Machine learning program finds new matrix multiplication algorithms

By David H Bailey, on October 26th, 2022

Credit: Wikimedia

Introduction

Most of us learn the basic scheme for matrix multiplication in high school. What could be more simple and straightforward? Thus it may come as a surprise to some the basic scheme is not the most efficient.

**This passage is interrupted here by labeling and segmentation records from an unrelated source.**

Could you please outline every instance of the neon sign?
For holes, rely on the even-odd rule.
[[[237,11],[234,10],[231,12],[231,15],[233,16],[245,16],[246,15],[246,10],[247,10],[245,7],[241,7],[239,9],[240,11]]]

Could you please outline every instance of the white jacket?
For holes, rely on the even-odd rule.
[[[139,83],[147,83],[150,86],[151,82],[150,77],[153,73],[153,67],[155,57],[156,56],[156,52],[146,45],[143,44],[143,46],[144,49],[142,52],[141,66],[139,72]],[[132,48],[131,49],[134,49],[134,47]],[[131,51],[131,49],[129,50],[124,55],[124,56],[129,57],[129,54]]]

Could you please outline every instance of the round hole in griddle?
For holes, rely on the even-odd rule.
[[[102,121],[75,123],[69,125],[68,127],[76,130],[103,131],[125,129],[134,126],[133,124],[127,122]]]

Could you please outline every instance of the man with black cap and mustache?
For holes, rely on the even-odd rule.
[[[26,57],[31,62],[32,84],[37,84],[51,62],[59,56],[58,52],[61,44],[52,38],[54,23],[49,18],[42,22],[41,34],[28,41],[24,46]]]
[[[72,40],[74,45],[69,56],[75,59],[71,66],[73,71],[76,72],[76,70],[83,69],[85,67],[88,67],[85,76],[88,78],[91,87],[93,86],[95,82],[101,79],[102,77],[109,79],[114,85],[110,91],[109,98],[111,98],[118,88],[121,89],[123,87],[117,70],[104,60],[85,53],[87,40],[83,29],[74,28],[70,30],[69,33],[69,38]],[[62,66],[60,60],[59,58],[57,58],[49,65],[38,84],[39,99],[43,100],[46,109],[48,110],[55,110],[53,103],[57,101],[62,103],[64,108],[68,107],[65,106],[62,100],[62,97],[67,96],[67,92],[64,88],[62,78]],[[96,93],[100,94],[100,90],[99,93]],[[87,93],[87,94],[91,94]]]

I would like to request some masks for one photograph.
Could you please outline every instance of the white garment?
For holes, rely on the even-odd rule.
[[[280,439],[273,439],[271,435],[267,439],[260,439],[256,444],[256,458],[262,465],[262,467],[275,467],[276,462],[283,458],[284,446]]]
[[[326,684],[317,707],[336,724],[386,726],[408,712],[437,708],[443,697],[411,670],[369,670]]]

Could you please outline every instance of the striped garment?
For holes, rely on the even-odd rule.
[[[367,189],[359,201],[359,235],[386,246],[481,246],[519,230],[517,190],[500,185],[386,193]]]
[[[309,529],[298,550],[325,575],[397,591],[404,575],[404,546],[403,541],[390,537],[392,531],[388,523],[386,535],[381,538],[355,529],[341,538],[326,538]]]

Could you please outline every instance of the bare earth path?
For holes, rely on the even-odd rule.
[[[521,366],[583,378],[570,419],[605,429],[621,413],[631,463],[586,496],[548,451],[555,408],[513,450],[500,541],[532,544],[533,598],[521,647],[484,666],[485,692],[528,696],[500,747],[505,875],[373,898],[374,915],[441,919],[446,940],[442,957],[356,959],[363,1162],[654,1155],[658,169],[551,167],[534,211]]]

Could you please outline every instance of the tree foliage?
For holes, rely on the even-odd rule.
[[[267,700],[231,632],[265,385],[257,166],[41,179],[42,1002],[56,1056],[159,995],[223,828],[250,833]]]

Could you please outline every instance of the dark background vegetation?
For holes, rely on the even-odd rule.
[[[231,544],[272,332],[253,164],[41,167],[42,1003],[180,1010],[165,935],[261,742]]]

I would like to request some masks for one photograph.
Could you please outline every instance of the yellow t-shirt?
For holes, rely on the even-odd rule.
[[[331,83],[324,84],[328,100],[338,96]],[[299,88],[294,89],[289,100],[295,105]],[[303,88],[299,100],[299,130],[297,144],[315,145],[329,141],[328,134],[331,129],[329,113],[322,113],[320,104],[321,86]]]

German mathematician Volker Strassen was the first to show this, in 1969, by exhibiting a scheme that yields practical speedups even for moderately sized matrices. In the years since Strassen’s discovery, numerous other researchers have found even better schemes for certain specific matrix size classes. For a good overview of these methods, together with some numerical analysis and other considerations, see Higham2022.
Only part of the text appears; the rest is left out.